Estos regímenes carecían de los sofisticados medios de vigilancia, manipulación y control del capitalismo digital, pero explotaron todo lo que tenían a su alcance: la radio, el cine, los grandiosos rituales públicos y los diversos aparatos estatales (cultura, educación e incluso el ocio). De hecho, el punto de inflexión se produjo cuando la mercantilización dejó de limitarse al trabajo y la producción de bienes esenciales para la reproducción de la sociedad, e invadió todos los ámbitos de la vida cotidiana y el ocio, logrando, a través de la industria cultural, la transformación de este último en plusvalía.
En este sentido, discrepo de Akrawi (pero también de Michel Foucault, quien, sin embargo, se refería a otra época), para quien con el capitalismo digital el control se vuelve interno, ya que nosotros mismos implementamos estos sistemas de control que hemos internalizado mediante el uso de herramientas digitales, regidos por algoritmos que desconocemos.

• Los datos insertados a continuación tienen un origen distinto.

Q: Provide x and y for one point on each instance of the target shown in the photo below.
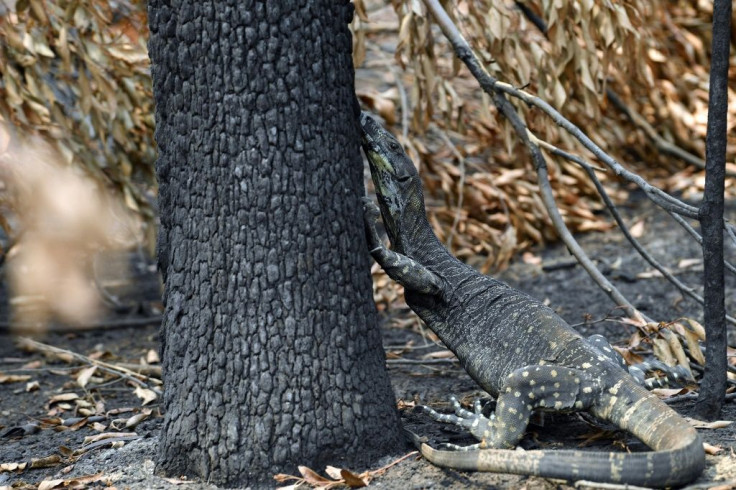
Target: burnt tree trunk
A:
(270, 349)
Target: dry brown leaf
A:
(12, 467)
(84, 375)
(145, 394)
(637, 229)
(716, 424)
(355, 481)
(107, 435)
(663, 352)
(51, 484)
(313, 478)
(710, 449)
(440, 354)
(137, 419)
(45, 462)
(152, 357)
(62, 397)
(13, 378)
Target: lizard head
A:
(397, 182)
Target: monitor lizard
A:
(517, 349)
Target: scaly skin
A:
(517, 349)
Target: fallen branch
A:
(119, 371)
(685, 289)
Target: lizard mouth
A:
(370, 137)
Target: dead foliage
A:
(337, 477)
(79, 405)
(77, 74)
(57, 219)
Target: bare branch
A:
(713, 385)
(492, 87)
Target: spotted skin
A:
(517, 349)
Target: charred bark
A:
(270, 350)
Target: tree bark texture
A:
(713, 385)
(270, 350)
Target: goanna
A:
(517, 349)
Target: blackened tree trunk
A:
(271, 353)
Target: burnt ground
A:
(30, 423)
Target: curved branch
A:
(491, 86)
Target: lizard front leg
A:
(402, 269)
(546, 387)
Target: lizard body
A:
(517, 349)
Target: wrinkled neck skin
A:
(405, 220)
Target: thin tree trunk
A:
(713, 385)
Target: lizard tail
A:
(678, 457)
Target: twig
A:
(109, 368)
(460, 186)
(494, 88)
(607, 486)
(685, 289)
(713, 383)
(421, 361)
(657, 195)
(26, 328)
(711, 484)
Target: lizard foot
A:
(476, 423)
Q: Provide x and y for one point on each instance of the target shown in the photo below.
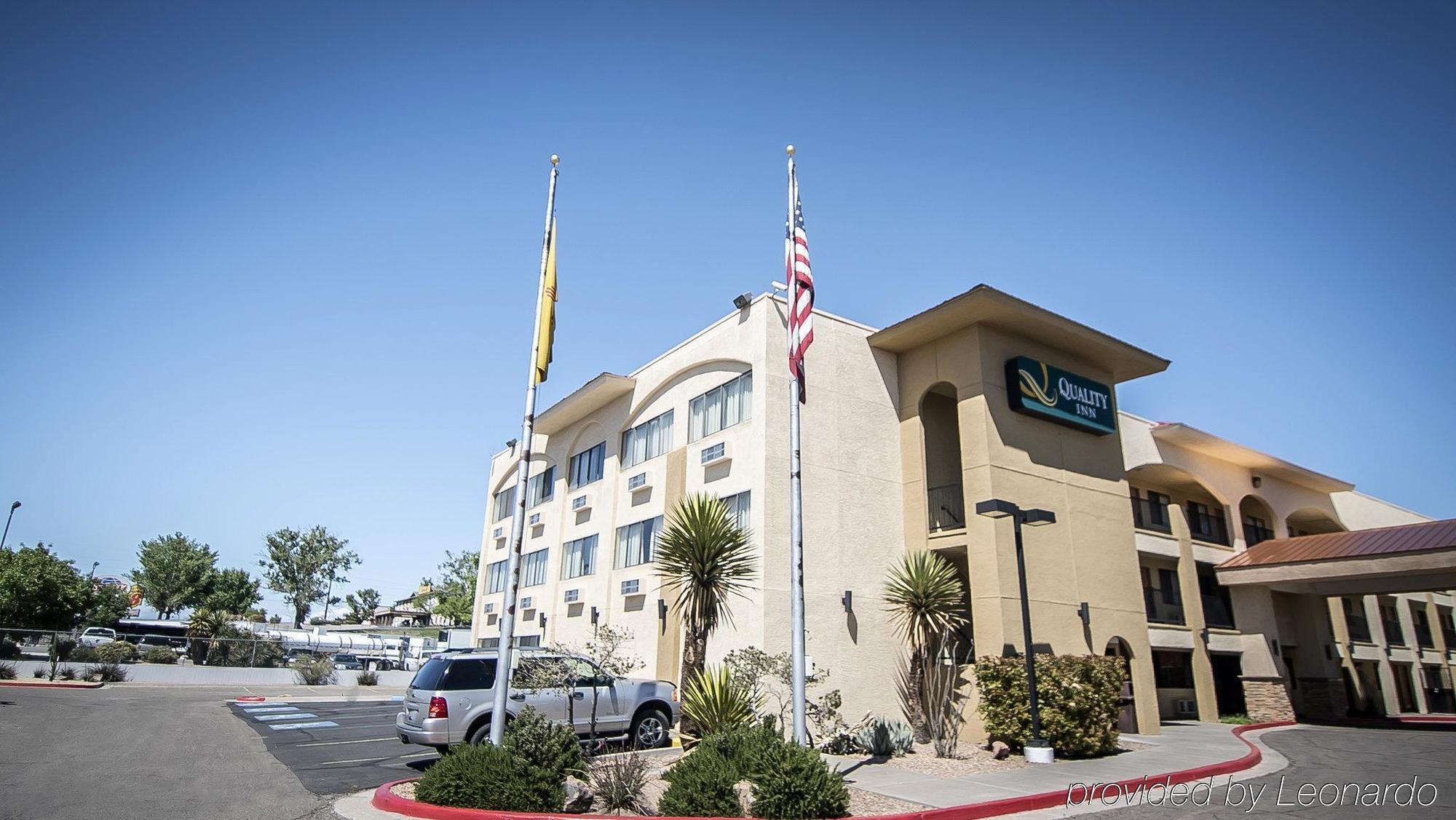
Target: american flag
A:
(802, 285)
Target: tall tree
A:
(362, 605)
(925, 600)
(301, 566)
(455, 597)
(234, 592)
(175, 572)
(39, 591)
(704, 559)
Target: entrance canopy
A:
(1413, 557)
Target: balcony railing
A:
(947, 506)
(1211, 528)
(1151, 515)
(1254, 534)
(1160, 611)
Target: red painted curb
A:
(387, 800)
(53, 684)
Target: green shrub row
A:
(1078, 697)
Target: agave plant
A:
(704, 559)
(925, 600)
(714, 703)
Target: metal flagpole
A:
(513, 568)
(796, 496)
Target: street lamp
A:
(1037, 749)
(14, 506)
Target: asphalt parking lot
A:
(337, 747)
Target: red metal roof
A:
(1362, 543)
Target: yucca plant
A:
(704, 559)
(714, 703)
(925, 600)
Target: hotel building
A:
(905, 431)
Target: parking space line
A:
(315, 725)
(343, 742)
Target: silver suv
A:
(452, 697)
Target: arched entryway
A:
(946, 498)
(1128, 717)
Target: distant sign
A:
(1055, 394)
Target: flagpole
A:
(796, 490)
(513, 568)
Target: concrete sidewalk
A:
(1180, 747)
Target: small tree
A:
(362, 605)
(455, 595)
(302, 566)
(925, 600)
(175, 572)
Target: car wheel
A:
(650, 731)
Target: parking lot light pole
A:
(14, 506)
(1037, 749)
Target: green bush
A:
(1078, 697)
(545, 752)
(159, 655)
(746, 748)
(701, 784)
(797, 783)
(107, 674)
(477, 777)
(116, 652)
(887, 738)
(315, 672)
(716, 703)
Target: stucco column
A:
(1388, 697)
(1205, 694)
(1265, 675)
(1403, 611)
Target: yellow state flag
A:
(547, 322)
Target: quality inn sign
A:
(1055, 394)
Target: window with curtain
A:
(579, 557)
(496, 576)
(649, 439)
(723, 406)
(506, 503)
(636, 541)
(541, 487)
(586, 467)
(739, 508)
(534, 569)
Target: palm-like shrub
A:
(714, 703)
(704, 559)
(925, 598)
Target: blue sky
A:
(272, 265)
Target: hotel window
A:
(739, 508)
(586, 467)
(579, 557)
(649, 439)
(496, 576)
(534, 569)
(541, 487)
(637, 540)
(723, 406)
(505, 503)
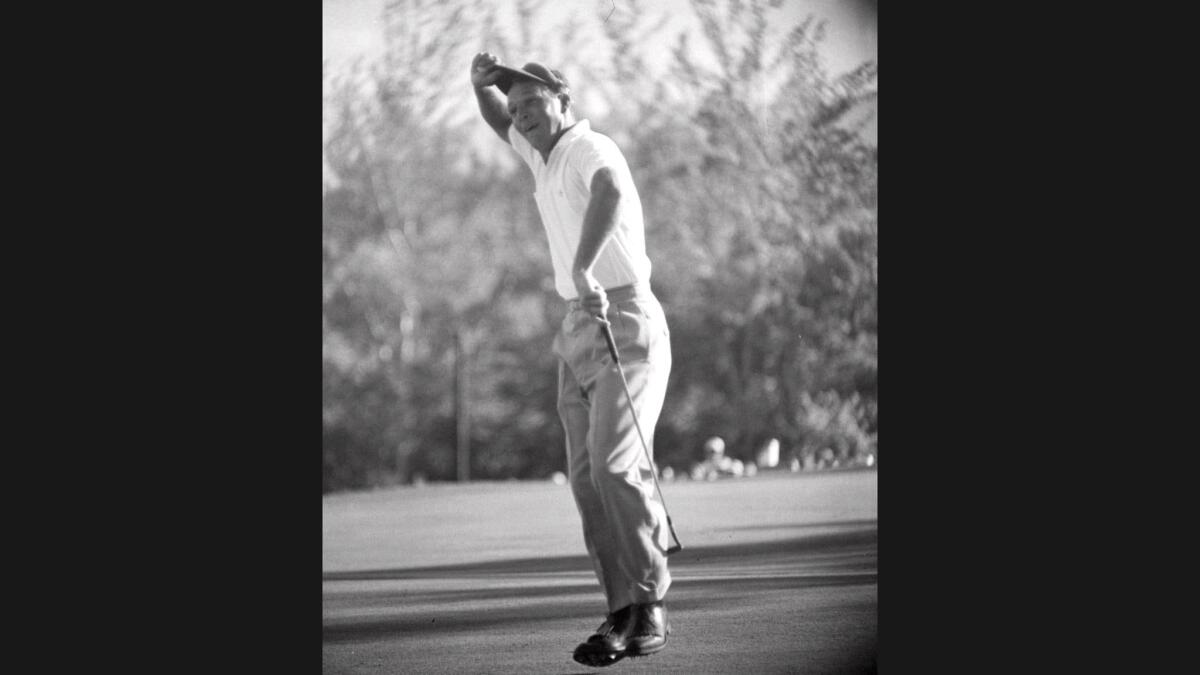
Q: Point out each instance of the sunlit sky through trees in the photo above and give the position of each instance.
(355, 28)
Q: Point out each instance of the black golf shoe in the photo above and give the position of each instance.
(651, 629)
(636, 629)
(607, 644)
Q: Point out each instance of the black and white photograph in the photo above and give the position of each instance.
(600, 336)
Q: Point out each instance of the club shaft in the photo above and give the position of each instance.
(641, 436)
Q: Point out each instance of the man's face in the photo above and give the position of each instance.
(537, 112)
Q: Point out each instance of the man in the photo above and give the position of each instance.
(593, 220)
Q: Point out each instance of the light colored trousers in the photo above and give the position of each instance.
(624, 526)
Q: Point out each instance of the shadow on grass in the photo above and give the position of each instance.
(726, 577)
(855, 537)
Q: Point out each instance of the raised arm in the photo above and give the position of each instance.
(599, 222)
(491, 106)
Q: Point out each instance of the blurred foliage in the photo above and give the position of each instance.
(761, 213)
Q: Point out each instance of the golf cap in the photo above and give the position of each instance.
(535, 72)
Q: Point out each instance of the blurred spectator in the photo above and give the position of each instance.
(768, 457)
(715, 464)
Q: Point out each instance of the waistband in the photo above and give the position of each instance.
(621, 293)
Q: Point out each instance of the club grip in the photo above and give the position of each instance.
(607, 338)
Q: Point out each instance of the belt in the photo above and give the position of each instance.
(619, 294)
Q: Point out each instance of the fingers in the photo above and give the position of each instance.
(484, 60)
(597, 304)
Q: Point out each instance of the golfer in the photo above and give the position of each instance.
(593, 220)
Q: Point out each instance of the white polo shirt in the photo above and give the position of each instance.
(563, 190)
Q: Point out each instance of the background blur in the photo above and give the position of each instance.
(750, 130)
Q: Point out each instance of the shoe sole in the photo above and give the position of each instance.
(633, 652)
(598, 659)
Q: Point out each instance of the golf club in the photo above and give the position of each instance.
(654, 472)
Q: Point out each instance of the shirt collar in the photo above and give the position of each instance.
(577, 130)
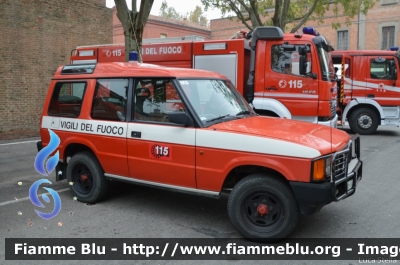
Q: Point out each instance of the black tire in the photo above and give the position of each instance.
(364, 121)
(259, 190)
(86, 174)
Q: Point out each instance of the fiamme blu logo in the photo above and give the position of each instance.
(44, 165)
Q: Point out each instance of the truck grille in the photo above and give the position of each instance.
(339, 166)
(332, 104)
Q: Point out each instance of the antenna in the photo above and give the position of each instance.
(133, 30)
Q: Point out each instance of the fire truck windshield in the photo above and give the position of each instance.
(215, 100)
(325, 61)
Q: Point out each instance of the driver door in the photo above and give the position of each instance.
(159, 151)
(283, 81)
(381, 84)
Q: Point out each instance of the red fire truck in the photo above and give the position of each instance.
(190, 131)
(283, 75)
(369, 89)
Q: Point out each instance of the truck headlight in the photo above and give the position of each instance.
(321, 169)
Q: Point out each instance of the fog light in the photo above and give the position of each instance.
(349, 184)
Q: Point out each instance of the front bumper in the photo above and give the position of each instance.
(311, 197)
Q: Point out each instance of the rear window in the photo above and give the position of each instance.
(67, 99)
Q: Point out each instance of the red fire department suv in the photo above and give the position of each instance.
(191, 131)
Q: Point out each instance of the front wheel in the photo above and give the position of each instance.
(86, 176)
(263, 208)
(364, 121)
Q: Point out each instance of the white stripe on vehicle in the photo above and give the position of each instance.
(254, 144)
(183, 135)
(368, 85)
(99, 127)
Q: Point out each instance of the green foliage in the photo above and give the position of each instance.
(169, 12)
(195, 16)
(293, 13)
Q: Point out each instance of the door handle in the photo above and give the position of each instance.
(136, 134)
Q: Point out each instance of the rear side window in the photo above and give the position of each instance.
(110, 98)
(67, 99)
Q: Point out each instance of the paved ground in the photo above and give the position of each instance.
(139, 212)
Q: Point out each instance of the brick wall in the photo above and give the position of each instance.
(37, 37)
(364, 32)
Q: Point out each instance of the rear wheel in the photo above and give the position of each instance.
(87, 177)
(263, 208)
(364, 121)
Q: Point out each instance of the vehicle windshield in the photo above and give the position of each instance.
(215, 100)
(325, 61)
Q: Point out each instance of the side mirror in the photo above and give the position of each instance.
(288, 47)
(393, 70)
(303, 50)
(181, 118)
(302, 65)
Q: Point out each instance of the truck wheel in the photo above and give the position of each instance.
(364, 121)
(87, 177)
(263, 208)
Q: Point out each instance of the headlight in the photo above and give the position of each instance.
(321, 169)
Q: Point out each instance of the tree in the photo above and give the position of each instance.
(252, 13)
(169, 12)
(133, 23)
(196, 16)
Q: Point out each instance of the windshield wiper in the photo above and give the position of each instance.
(243, 112)
(219, 118)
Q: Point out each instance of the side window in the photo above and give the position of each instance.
(154, 99)
(109, 101)
(67, 99)
(347, 68)
(381, 68)
(287, 62)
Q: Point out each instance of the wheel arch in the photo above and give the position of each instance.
(240, 172)
(362, 103)
(74, 148)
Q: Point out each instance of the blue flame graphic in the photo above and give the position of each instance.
(44, 153)
(35, 200)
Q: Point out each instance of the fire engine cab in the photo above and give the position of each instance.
(283, 75)
(369, 88)
(190, 131)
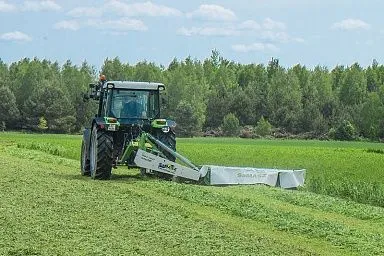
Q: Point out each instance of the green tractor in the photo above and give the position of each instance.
(128, 113)
(127, 130)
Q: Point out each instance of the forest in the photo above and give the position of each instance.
(215, 97)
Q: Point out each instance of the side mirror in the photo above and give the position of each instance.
(85, 97)
(163, 101)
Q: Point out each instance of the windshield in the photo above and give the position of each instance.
(134, 104)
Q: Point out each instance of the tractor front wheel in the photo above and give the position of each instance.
(101, 154)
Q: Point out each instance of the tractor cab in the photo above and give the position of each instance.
(129, 102)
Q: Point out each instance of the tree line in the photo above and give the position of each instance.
(215, 95)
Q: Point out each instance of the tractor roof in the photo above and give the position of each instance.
(135, 85)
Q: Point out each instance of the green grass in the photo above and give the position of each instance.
(47, 208)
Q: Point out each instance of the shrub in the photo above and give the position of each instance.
(345, 131)
(263, 127)
(231, 125)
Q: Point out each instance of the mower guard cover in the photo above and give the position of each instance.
(222, 175)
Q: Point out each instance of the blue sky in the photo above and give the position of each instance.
(309, 32)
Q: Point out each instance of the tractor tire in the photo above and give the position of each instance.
(84, 162)
(101, 154)
(168, 139)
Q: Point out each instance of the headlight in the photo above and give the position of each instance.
(165, 129)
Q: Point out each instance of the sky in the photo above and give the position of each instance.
(306, 32)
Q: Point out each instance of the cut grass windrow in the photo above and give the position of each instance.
(47, 208)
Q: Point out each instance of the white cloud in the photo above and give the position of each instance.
(270, 24)
(15, 36)
(280, 37)
(141, 9)
(6, 7)
(123, 24)
(67, 24)
(207, 31)
(254, 47)
(250, 25)
(45, 5)
(351, 24)
(85, 12)
(212, 12)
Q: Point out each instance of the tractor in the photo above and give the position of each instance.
(126, 110)
(127, 130)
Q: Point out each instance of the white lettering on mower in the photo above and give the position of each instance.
(149, 161)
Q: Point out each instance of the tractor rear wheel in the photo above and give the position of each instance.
(84, 164)
(101, 154)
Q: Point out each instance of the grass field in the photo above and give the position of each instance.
(47, 208)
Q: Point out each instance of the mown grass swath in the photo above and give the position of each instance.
(351, 170)
(48, 208)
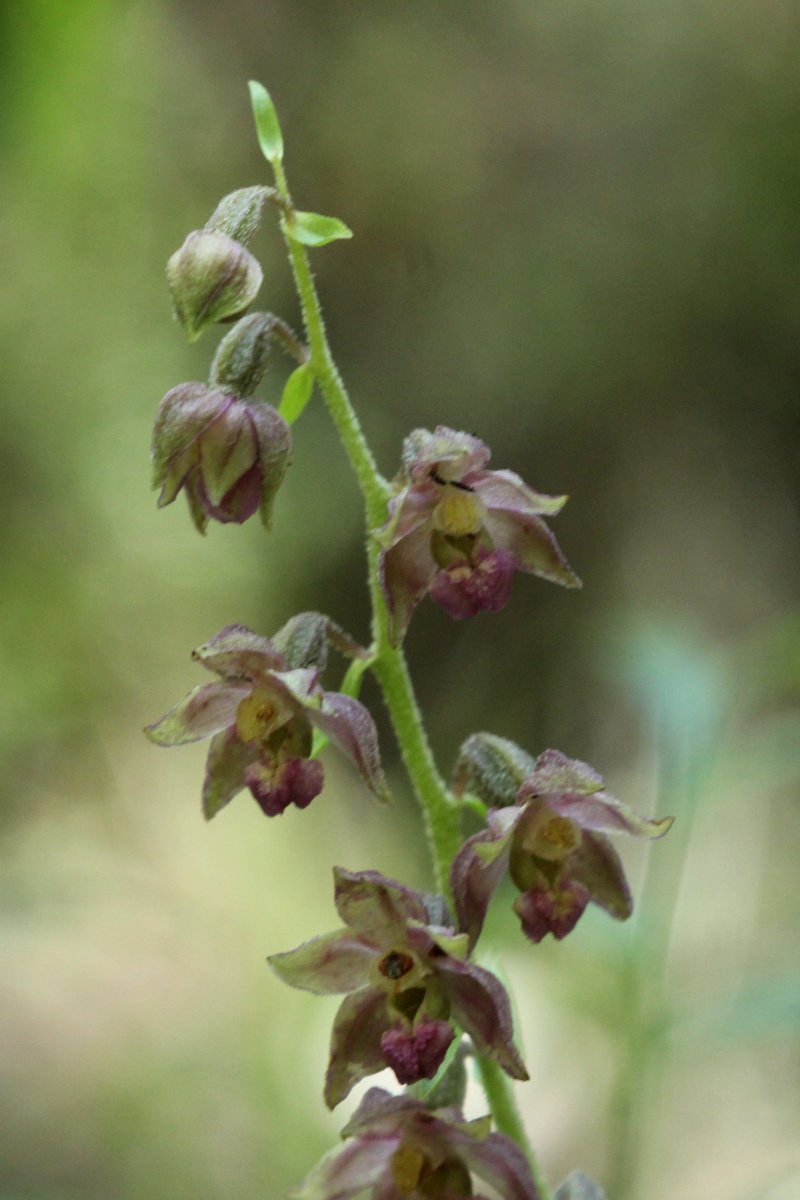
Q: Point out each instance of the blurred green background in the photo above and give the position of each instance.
(576, 234)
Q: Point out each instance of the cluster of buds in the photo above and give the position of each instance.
(407, 981)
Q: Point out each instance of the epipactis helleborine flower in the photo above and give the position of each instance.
(400, 1150)
(227, 454)
(459, 532)
(551, 837)
(405, 982)
(260, 715)
(211, 277)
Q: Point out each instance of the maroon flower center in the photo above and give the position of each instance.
(395, 965)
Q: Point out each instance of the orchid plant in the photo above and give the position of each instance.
(416, 1000)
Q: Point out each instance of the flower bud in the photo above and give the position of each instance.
(211, 277)
(241, 357)
(492, 768)
(228, 455)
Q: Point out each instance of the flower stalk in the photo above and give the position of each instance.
(449, 528)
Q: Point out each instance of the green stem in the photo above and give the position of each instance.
(499, 1092)
(440, 813)
(373, 486)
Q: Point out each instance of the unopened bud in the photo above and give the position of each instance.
(211, 277)
(492, 768)
(228, 455)
(241, 357)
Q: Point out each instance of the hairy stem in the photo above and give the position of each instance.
(499, 1092)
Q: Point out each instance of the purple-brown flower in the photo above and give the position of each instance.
(260, 715)
(398, 1150)
(551, 837)
(227, 454)
(407, 984)
(459, 532)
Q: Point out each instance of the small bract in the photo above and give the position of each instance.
(227, 454)
(398, 1150)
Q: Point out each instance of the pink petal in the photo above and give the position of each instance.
(208, 709)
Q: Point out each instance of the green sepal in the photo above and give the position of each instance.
(314, 229)
(296, 393)
(268, 127)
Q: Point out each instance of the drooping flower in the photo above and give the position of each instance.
(400, 1150)
(405, 982)
(459, 532)
(211, 277)
(549, 834)
(227, 454)
(260, 715)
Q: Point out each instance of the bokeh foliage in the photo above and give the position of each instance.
(575, 234)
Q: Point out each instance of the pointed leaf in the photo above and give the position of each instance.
(268, 127)
(605, 814)
(314, 229)
(501, 1164)
(350, 1170)
(239, 214)
(376, 907)
(296, 393)
(238, 653)
(208, 709)
(597, 865)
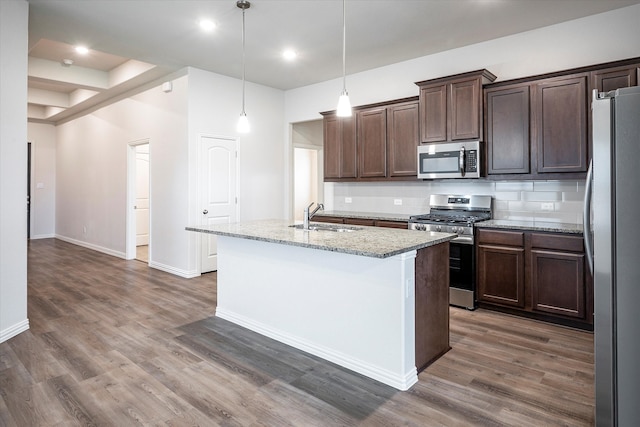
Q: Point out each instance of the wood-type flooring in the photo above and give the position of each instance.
(116, 343)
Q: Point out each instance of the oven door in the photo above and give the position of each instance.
(462, 283)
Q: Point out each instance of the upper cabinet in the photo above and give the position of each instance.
(339, 147)
(539, 127)
(371, 125)
(403, 130)
(451, 108)
(615, 78)
(507, 121)
(561, 127)
(379, 143)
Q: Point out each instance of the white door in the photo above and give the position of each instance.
(142, 195)
(218, 181)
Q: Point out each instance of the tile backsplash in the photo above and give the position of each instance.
(553, 201)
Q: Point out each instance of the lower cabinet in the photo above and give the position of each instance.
(361, 221)
(500, 258)
(540, 275)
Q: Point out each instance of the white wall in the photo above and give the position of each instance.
(215, 102)
(91, 159)
(43, 179)
(91, 174)
(592, 40)
(13, 166)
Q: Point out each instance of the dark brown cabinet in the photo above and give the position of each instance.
(451, 108)
(538, 129)
(538, 274)
(558, 284)
(507, 121)
(403, 133)
(362, 221)
(615, 78)
(561, 126)
(500, 256)
(382, 145)
(371, 125)
(339, 147)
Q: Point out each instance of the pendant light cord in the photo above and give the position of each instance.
(243, 63)
(344, 46)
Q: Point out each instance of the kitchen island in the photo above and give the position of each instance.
(370, 299)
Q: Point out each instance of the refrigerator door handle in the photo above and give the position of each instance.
(586, 217)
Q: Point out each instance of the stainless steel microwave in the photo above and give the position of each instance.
(449, 160)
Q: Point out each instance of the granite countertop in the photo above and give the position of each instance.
(376, 242)
(366, 215)
(555, 227)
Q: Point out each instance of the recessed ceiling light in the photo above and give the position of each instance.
(207, 25)
(289, 54)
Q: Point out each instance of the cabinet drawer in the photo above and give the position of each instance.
(509, 238)
(391, 224)
(330, 219)
(557, 242)
(359, 221)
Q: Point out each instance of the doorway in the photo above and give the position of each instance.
(307, 164)
(139, 201)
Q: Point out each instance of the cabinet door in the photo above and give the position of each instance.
(558, 283)
(501, 275)
(403, 138)
(339, 147)
(466, 110)
(372, 142)
(332, 147)
(614, 78)
(433, 111)
(508, 131)
(561, 125)
(348, 157)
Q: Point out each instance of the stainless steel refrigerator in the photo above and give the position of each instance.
(612, 240)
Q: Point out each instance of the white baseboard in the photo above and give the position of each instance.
(42, 236)
(14, 330)
(400, 382)
(187, 274)
(92, 246)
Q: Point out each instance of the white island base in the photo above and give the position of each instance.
(356, 311)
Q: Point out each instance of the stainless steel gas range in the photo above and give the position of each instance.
(457, 214)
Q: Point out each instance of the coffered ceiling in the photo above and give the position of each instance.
(134, 42)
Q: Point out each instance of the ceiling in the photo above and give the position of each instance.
(133, 42)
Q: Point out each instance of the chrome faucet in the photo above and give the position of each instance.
(307, 216)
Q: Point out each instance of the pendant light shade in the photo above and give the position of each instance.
(243, 121)
(344, 105)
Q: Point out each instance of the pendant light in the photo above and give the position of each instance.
(243, 121)
(344, 105)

En mi opinión, todo sistema de poder ha buscado internalizarse, obviamente con los medios a su alcance, que resultaron notablemente efectivos, también porque las condiciones de vida son diferentes. Además, la palabra propaganda tiene unos 500 años, el libro de Vance Packard, Los persuasores ocultos , dedicado al estudio de la manipulación psicológica a través de la publicidad, se publicó en 1957, y Sigmund Freud ya abordó la persuasión subliminal en La interpretación de los sueños
En conclusión, la tecnología no es neutral; puede desarrollarse con fines distintos a los impuestos por el capitalismo digital, por ejemplo, para fomentar la igualdad, no la jerarquía. Si se liberara del control del nuevo derecho transnacional, podría liberar a la humanidad del trabajo alienado, reorganizar la producción para satisfacer las necesidades de todos y convertir el trabajo en una actividad interesante y transformadora. El primer paso en esta dirección es la abolición de la propiedad privada de las plataformas digitales. Lamentablemente, para justificarse, la República digital aristocrática recurre a un pensamiento reaccionario para reafirmar su insatisfecha «voluntad de poder», que, al fin y al cabo, refleja claramente sus objetivos.